Duck Dodgers as seen in the 2003 Duck Dodgers episode "Wrath of Canasta"

Duck Dodgers as a Green Lantern

- From 2003 to 2005, Cartoon Network aired a Duck Dodgers TV series. In this show, which had Joe Alaskey returning as the titular character's voice, Duck Edgar Dumas Aloysius Eoghain Dodgers started out as a hapless soul that was accidentally frozen for over three hundred years for reasons not known. He was later revived by Dr. I.Q. Hi in the 24½th century. Through scheming and lies he managed to trick everyone into believing he was a 21st-century hero. In reality, he was only a water boy for the Midstate University football team, and "Quarterback Quack" shows that he only carried out this façade at the insistence of a time-traveling Martian Commander X-2, who unwittingly made Dodgers into the hero he was known as. Dodgers is arrogant, selfish, greedy, lazy, cowardly, gullible, and not particularly intelligent. However, he occasionally displays surprisingly high levels of heroism and competence, suggesting that he is not quite as daft as he appears to be, although he mostly succeeds through sheer dumb luck and the work of the Eager Young Space Cadet. Martian Commander X-2 actually caused Dodgers to become a minor football star in the final game of the season, which is what he used to parlay himself into captaincy in the Protectorate, meaning that he is, technically, not lying when he claims he won a championship football game in his own time. It is implied that he can't read, though this is contradicted several times.
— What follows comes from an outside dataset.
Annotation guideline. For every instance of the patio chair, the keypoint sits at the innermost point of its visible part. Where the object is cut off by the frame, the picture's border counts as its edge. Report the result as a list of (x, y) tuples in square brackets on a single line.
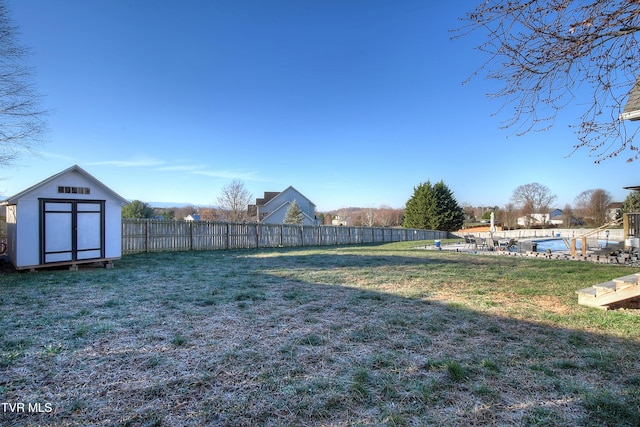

He also has shown to have quite the ego, when he caused the energy core of his ship to explode while using the lasers to carve his name on a nearby planetoid for example, and burning out the auxiliary core to make toast. In "The Green Loontern", Duck Dodgers accidentally got his costume mixed up with Hal Jordan's Green Lantern costume at the dry cleaners where the rest of the Green Lantern Corps mistook him for Hal Jordan. He ended up fighting Sinestro until Hal Jordan arrived and regained his costume to help defeat Sinestro. Though he doesn't show it often, Dodgers cares deeply for his Cadet, even though he often demeans and puts him through humiliating situations. In "Of Course You Know, This Means War and Peace" Pt. 1, he is described by Psy Q. Hi as an ego-maniacal, bipolar, narcissist, and pathological liar with sociopathic tendencies.
- Duck Dodgers' Green Loontern appearance appears as a playable character in the 2014 video game Lego Batman 3: Beyond Gotham. This was also Alaskey's final performance as the character before his death in 2016.
- In the Bugs Bunny Builders episode "Rock On", Daffy's costume is Duck Dodgers. When the other Looney Builders glare at him, he asks "Wrong galaxy?"

==Legacy==
In 2003, both Duck Dodgers and Marvin the Martian were featured on separate 1st Space Launch Squadron mission patches for that year's Mars Exploration Rover missions.